Eucharist

Eucharist is considered the heart of the Church’s life and worship. It is also called the Mass or the Lord’s Supper. Participation in the Sunday celebration of the Eucharist is expected of all Catholics of the age and ability to do so.

First Eucharist – also called First Holy Communion

Preparation for First Eucharist is offered to eligible children in grade 2 and above. An invitation to participate is sent to those eligible as registered students in the Religious Education program with an open invitation for those enrolled in Catholic schools. For more information regarding children or youth please contact Bridgit Goedeke in the Office of Faith Formation at 443-981-3187 ext. 111.  The Archdiocesan eligibility requirement is that the child has participated in a Religious Education program for the year before and the year of preparing to receive the sacrament. The children celebrate the sacrament for the first time either in choosing a special group family liturgy or at regularly scheduled weekend Mass, after Easter.

Children preparing for the sacrament of Eucharist register as part of our First Sacraments Ministry in the Fall.
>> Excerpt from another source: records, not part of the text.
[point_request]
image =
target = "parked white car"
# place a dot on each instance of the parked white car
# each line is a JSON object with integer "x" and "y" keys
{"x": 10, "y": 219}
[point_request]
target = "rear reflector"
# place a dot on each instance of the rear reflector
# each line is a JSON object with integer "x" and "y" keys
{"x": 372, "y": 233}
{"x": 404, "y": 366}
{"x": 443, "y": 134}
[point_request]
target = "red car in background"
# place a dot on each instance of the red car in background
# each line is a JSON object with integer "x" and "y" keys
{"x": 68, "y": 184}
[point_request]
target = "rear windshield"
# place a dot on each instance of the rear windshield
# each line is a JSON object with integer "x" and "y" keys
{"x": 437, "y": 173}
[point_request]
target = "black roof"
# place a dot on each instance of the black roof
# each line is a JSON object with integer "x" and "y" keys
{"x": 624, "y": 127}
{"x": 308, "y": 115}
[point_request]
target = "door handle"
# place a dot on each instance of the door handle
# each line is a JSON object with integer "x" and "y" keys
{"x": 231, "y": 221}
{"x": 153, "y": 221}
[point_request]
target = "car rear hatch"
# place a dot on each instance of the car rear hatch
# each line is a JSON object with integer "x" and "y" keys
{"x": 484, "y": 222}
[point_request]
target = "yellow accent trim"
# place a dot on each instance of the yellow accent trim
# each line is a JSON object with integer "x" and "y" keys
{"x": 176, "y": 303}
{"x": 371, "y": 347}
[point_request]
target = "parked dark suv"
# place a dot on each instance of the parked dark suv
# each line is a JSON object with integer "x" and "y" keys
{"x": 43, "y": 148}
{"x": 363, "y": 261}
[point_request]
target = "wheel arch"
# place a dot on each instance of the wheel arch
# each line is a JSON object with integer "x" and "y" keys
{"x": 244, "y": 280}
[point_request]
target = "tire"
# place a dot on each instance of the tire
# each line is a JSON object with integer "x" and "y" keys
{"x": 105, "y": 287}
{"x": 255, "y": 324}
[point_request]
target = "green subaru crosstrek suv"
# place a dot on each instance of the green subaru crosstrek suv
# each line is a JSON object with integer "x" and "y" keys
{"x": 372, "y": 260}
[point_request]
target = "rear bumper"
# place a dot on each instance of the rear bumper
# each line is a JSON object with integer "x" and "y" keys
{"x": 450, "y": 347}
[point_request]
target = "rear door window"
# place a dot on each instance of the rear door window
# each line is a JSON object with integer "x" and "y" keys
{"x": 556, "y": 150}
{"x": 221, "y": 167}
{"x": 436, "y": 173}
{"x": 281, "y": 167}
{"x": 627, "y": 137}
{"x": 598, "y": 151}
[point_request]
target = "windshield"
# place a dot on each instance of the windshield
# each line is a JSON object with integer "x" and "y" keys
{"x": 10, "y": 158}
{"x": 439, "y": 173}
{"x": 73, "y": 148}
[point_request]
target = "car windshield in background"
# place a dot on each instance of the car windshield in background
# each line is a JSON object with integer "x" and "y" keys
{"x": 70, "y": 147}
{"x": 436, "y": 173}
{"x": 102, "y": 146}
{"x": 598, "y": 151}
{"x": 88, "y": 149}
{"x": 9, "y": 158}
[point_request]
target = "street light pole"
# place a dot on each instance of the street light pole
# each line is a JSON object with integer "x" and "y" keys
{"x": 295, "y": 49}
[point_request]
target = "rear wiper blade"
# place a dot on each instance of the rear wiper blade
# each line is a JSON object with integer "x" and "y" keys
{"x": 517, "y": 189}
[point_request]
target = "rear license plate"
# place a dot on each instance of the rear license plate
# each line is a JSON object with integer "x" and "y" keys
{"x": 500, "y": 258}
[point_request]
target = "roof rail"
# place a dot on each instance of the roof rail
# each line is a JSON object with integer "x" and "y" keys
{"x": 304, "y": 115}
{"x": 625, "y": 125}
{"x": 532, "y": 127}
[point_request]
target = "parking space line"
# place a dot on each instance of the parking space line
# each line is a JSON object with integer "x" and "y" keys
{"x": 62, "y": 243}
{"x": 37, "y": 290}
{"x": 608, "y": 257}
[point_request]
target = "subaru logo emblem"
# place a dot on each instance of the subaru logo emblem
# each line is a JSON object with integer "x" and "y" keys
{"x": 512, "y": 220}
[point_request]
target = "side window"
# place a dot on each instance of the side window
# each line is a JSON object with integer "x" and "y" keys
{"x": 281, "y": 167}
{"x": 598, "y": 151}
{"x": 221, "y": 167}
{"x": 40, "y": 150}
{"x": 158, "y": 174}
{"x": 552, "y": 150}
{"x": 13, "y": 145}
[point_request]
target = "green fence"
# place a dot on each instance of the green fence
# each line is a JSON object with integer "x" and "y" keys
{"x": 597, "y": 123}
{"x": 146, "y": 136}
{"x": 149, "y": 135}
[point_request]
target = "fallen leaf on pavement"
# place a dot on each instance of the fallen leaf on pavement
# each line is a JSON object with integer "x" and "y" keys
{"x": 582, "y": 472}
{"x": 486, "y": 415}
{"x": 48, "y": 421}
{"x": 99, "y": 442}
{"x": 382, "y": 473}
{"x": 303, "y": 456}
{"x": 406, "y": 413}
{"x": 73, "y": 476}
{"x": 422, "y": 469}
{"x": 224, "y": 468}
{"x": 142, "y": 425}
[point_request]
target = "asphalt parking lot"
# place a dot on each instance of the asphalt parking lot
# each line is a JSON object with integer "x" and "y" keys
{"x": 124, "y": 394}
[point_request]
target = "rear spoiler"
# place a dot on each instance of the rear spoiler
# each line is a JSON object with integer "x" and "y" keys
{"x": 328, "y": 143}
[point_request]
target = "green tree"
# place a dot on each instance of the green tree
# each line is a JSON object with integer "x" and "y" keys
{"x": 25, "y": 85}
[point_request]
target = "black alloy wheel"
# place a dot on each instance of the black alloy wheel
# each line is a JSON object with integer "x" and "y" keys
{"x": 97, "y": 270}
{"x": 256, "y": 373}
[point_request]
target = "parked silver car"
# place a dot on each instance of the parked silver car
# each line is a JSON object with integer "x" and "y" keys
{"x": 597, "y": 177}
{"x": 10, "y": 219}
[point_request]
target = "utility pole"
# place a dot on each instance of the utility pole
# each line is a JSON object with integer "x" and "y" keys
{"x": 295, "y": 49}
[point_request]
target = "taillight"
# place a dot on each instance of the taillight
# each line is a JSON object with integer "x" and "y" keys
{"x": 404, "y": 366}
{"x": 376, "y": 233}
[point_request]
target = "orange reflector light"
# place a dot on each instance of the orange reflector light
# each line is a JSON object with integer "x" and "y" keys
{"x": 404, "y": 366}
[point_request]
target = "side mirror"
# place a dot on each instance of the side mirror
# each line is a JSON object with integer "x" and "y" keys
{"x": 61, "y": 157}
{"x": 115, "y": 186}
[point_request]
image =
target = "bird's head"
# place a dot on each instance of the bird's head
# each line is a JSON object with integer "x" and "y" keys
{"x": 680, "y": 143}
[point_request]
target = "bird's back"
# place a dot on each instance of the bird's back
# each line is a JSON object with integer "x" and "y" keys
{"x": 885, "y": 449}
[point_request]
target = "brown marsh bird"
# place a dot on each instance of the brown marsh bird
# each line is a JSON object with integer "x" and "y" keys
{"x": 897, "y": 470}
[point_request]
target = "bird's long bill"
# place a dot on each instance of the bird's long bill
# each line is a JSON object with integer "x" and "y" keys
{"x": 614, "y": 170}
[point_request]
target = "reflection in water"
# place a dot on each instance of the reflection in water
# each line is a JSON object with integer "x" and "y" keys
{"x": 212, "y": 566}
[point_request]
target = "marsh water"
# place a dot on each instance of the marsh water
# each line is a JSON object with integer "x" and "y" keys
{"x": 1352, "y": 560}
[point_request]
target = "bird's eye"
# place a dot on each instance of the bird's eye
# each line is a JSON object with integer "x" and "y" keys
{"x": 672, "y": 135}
Invitations to eligible children in 2nd grade and above was mailed in August of 2017.  Our First Sacraments program began with the Reconciliation Session on Sunday September 13th. Please find the schedule for First Eucharist 2018 at part of the First Sacraments Schedule Here: lesson schedule and overview 2017 2018

Any adult interested in receiving the sacrament for the first time should call the Office of the Pastoral Associate, Charlotte Henderson 443-981-3162

What is Eucharist?

So rich is the mystery of the Eucharist that we have a number of terms to illuminate its saving grace: the Breaking of the Bread; the Lord’s Supper, the Eucharistic Assembly; the Memorial of Christ’s Passion, Death and Resurrection; the Holy Sacrifice of the Mass, the Holy and Divine Liturgy; the Eucharistic Liturgy; Holy Communion and Holy Mass. (cf.CCC, nos. 1328-1332).

The use of bread and wine in worship is already found in the early history of God’s people. In the Old Testament, bread and wine are seen as gifts from God, to whom praise and thanks are given in return for these blessings and for other manifestation of his care and grace. The story of the priest Melchizedek’s offering a sacrifice of bread and wine for Abraham’s victory is an example of this (cf. Gn 14:18). The harvest of the new lambs was also a time for the sacrifice of a lamb to show gratitude to God for the new flock and its contribution to the wellbeing of the family and tribe.

These ancient rituals were given historical meaning at the Exodus of God’s people. They were united into the Passover Meal as a sign of God’s delivering the Israelites from slavery in Egypt, a pledge of his fidelity to his promises and eventually a sign of the coming of the Messiah and messianic times. Each family shared the lamb that had been sacrificed and the bread over which a blessing had been proclaimed. They also drank from a cup of wine over which a similar blessing had been proclaimed.

When Jesus instituted the Eucharist he gave a final meaning to the blessing of the bread and the wine and the sacrifice of the lamb. The Gospels narrate events that anticipated the Eucharist. The miracle of the loaves and fish, reported in all four Gospels, prefigured the unique abundance of the Eucharist. The miracle of changing water into wine at the wedding feast in Cana manifested the divine glory of Jesus and the heavenly wedding feast in which we share at every Eucharist. In his dialogue with the people at Capernaum Christ used his miiracle of multiplying the loaves of bread as the occasion to describe himself as the Bread of Life: “I am the living bread that came down from heaven. . . . Unless you eat the flesh of the Son of Man and drink his blood, you do not have life within you” (Jn 6:51, 53).